Si on ne devait juger que par le point de vue de l'industrie, ce film est un tour de force : une comédie grand public avec un casting intégralement racisé à l'affiche, dans le cinéma français, ça n'existe pas. Ajoutons à ça un film de science-fiction, le cinéma de genre étant toujours un gros mot en France, c'est encore plus périlleux. Rien que pour ce coup, bravo (et merci Netflix).

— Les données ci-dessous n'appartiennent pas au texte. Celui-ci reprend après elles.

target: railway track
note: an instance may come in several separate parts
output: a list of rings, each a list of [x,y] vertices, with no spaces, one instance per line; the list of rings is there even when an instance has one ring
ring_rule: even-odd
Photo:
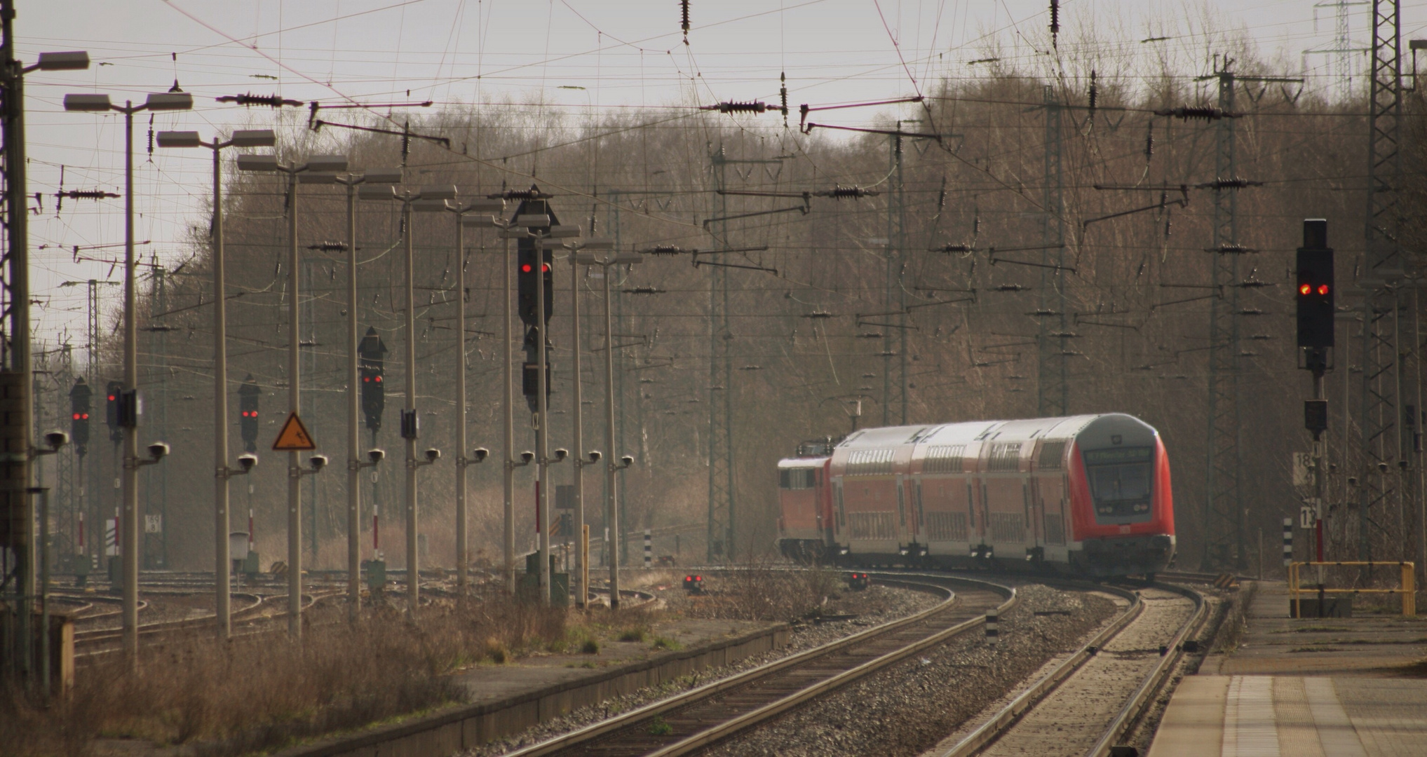
[[[1122,597],[1126,610],[940,757],[1110,754],[1207,620],[1207,603],[1164,583],[1102,590]]]
[[[985,580],[922,573],[882,573],[875,577],[883,585],[936,593],[943,602],[514,751],[511,757],[691,754],[923,649],[977,630],[987,610],[1005,610],[1016,602],[1015,589]]]

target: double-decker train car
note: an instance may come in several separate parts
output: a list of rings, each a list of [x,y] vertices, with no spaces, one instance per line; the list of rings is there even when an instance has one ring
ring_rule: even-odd
[[[779,460],[779,489],[793,559],[1124,576],[1174,557],[1164,443],[1123,413],[862,429]]]

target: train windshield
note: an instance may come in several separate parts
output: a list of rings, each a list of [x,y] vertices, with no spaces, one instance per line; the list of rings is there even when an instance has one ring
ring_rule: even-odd
[[[1149,446],[1086,450],[1085,472],[1097,520],[1150,517],[1153,453]]]

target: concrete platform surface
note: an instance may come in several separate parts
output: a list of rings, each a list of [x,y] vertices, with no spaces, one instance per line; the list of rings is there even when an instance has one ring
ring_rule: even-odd
[[[1190,676],[1149,757],[1427,754],[1427,680]]]
[[[1186,677],[1150,757],[1427,756],[1427,620],[1290,619],[1256,587],[1237,649]]]

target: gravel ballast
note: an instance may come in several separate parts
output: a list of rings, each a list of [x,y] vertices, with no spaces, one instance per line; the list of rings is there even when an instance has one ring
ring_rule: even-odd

Mais voilà, ça n'est pas tout. Le film ne s'inscrit pas dans la mode actuelle de l'hyper citation et construit une intrigue qui repose sur lui-seule, sans collectionner les clins d'œils à ces films que tout le monde a vu. On sait que tous le monde les as vu, pas besoin d'en parler, il faut juste proposer autre chose. Pour le pire, c'est proposer autre chose que les Avengers de Marvel et Disney, un autre récit de l'Afrique que celui de Black Panther. Ici, c'est une Afrique composée de plusieurs pays (considérons d'emblée la Martinique comme un territoire diasporique à part) ayant chacun une culture et une histoire les uns avec les autres, mais aussi commune, celle de la colonisation française. On nomme ces pays, on leur donne des visages, des drapeaux. L'ancrage du film dans une réalité historique ("Tu connaissais Nelson Mandela ?") donne un poids singulier à son ambition et sa conclusion. Il permet aussi de critiquer l'impérialisme états-unien qui a plus conquis nos imaginaires (y compris ceux de l'Afrique) que l'espace (avoir accès à l'espace n'implique pas avoir un projet pour ce qu'on peut en faire).


Comme dans sa série En Place, Jean-Pascal Zadi part de son personnage burlesque et simple pour se confronter à l'évidence des inégalités du monde : la continuité coloniale, les excès du capitalisme et le pouvoir de la minorité riche sur une majorité démunie impuissante. Son cinéma accessible porte un projet assumé de transformation sociale et même d'organisation politique, le tout avec l'humilité de l'humour et de la conscience de l'héritage dans lequel il s'inscrit. La planète s'appelle Nardal comme les autrices de la négritude, on cite le Cancer de la trahison d'Amilcar Cabral et la pensée de Cheikh Anta Diop. Sans faire la leçon, il annonce s'inscrire dans l'histoire de la pensée panafricaine.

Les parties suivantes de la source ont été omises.